Rücksichtslos sicherte der Barberini-Papst Urban VIII. seiner Sippe Vorteile. Dabei lebte er eigentlich in Angst vor dem himmlischen Verhängnis.

Von Hans-Jürgen Schlamp

Die letzte Hoffnung Seiner Heiligkeit kam geradewegs aus dem kirchlichen Gefängnis. Fast 27 Jahre hatte Tommaso Campanella dort als verurteilter Ketzer und Hexenmeister verbracht. 1626 wurde er, als »schwachsinnig« eingestuft, gnadenhalber freigelassen. Zwei Jahre später saß der Ex-Dominikanermönch und Philosoph im römischen Quirinalspalast, und der Hausherr, Papst Urban VIII., flehte ihn um Hilfe an. Mit seinen magischen Kenntnissen und Kräften möge Campanella den Lauf der Sterne ändern. Sonst wäre das päpstliche Schicksal besiegelt.

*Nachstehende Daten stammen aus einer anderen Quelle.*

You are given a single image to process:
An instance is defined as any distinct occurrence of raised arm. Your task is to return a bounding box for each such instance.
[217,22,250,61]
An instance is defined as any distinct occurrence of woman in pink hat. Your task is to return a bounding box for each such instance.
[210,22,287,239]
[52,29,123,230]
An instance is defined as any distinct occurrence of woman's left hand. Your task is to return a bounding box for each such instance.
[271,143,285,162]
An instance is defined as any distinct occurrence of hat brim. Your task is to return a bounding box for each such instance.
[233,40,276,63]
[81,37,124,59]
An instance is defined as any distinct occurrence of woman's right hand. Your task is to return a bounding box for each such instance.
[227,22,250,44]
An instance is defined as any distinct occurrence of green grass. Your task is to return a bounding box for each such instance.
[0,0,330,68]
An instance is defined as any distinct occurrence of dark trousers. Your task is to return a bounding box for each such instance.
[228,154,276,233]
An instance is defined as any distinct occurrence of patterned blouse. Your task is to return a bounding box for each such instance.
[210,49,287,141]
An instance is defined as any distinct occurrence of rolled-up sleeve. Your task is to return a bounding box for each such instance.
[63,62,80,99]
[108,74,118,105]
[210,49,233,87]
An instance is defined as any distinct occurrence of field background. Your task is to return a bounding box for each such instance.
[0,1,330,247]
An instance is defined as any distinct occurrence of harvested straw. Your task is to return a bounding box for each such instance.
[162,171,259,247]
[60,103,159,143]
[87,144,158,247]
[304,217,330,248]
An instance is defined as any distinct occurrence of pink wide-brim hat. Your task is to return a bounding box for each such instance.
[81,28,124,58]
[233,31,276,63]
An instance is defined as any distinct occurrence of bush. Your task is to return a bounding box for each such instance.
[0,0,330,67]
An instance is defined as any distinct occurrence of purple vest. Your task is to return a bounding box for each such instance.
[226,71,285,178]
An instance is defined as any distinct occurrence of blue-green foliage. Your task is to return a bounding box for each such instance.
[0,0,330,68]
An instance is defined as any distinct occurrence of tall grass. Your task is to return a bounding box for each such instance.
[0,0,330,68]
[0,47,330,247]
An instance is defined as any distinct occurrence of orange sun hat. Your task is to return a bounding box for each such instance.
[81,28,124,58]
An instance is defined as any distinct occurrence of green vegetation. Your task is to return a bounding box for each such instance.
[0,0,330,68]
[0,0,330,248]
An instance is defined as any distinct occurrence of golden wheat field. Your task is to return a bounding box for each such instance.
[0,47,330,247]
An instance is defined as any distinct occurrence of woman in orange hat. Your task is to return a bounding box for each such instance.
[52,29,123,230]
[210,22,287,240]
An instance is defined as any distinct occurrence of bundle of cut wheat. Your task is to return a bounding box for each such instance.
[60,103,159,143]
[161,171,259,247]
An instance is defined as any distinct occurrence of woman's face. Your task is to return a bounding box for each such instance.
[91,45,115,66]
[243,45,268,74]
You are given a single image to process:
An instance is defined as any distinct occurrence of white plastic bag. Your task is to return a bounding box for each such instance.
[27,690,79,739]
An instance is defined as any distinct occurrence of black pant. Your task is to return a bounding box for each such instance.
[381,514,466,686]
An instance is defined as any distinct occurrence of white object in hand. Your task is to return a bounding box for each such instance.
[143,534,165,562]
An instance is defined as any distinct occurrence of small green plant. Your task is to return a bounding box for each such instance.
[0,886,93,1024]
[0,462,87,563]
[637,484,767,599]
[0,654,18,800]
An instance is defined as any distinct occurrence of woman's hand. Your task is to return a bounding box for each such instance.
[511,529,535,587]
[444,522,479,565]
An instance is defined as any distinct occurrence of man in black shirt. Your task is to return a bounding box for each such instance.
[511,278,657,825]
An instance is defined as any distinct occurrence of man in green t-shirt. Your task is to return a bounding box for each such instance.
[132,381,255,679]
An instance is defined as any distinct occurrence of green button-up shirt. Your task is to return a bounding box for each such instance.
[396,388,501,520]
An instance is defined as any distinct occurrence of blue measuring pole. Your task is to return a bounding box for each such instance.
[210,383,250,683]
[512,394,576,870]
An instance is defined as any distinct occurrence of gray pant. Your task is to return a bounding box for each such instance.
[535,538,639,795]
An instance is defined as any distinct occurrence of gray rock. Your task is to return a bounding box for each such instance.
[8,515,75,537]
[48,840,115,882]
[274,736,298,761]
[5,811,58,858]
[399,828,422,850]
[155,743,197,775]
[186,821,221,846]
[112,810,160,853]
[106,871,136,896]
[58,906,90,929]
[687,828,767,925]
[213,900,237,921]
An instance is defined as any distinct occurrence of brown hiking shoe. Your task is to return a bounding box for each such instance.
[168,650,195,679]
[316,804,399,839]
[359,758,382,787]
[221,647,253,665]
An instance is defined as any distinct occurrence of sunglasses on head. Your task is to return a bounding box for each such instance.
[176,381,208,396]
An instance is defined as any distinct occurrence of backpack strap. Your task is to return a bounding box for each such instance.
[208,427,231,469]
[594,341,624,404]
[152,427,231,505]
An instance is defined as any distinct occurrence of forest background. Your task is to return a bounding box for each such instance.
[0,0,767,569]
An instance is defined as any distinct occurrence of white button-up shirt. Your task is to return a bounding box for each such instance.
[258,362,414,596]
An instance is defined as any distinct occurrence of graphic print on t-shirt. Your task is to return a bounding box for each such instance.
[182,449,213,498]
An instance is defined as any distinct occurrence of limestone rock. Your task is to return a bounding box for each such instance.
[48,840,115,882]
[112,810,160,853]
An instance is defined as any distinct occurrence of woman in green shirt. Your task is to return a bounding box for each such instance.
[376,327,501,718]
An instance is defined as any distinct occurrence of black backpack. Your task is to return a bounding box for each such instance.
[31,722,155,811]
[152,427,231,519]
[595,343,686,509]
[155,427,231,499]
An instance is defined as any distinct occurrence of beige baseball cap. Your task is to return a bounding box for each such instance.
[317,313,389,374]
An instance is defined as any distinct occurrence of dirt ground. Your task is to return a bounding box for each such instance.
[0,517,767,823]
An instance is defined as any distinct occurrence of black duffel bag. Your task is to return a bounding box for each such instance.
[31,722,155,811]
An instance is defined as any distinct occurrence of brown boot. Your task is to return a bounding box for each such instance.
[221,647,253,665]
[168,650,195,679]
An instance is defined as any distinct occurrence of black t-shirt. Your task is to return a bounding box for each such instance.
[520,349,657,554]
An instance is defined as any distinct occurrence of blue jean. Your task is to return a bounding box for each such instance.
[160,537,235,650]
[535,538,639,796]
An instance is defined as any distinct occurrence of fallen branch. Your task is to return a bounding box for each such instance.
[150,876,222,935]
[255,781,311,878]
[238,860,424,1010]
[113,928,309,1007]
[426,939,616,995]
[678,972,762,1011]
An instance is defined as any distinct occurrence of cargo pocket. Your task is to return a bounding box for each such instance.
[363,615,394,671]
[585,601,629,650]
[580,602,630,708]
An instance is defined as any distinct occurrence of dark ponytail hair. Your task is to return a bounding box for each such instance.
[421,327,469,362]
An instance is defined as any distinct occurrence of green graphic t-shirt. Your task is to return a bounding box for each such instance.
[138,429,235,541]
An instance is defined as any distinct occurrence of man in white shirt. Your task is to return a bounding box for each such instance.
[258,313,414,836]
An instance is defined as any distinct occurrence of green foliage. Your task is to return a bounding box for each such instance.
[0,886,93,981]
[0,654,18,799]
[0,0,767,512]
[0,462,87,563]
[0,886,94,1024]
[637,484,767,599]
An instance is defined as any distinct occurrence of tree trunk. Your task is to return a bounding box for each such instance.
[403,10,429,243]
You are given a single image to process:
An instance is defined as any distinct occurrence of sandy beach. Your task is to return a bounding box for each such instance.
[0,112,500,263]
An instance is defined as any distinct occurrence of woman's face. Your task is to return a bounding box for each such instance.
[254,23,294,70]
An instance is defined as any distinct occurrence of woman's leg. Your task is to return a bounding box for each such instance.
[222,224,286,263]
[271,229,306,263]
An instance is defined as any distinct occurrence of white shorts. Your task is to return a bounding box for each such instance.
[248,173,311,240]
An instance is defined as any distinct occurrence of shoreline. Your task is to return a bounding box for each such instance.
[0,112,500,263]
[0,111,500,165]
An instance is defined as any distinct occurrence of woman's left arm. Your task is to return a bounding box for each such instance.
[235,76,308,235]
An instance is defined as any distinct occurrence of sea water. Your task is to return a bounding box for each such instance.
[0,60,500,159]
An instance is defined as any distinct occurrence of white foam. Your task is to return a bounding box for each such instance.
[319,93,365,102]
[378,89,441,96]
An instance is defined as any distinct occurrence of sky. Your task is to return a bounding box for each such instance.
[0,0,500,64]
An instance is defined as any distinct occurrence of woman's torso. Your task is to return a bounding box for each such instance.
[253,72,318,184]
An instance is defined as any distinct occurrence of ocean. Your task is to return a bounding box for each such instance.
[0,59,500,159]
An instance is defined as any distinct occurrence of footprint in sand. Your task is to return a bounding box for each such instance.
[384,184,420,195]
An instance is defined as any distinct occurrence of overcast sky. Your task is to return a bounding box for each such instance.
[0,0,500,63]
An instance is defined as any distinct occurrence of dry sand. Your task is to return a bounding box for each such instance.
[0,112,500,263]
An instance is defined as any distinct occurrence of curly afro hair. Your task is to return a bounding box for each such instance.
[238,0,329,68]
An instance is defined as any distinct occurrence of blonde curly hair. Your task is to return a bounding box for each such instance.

Urban war krank, er hatte Todesangst. Die Römer hassten ihn, schlossen Wetten auf sein baldiges Ableben ab und hofften, dass der Nachfolger das Land weniger ausplündern würde. Auch die Führungselite des Kirchenstaates, die Kardinäle, setzte auf das Ende ihres Chefs: Zumindest einem von ihnen böte sich die Chance, selbst den Thron zu besteigen. Sogar der Himmel zeigte sich dem Stellvertreter Jesu nicht freundlich gesinnt: Sonnenfinsternisse wiesen auf drohendes Unheil hin.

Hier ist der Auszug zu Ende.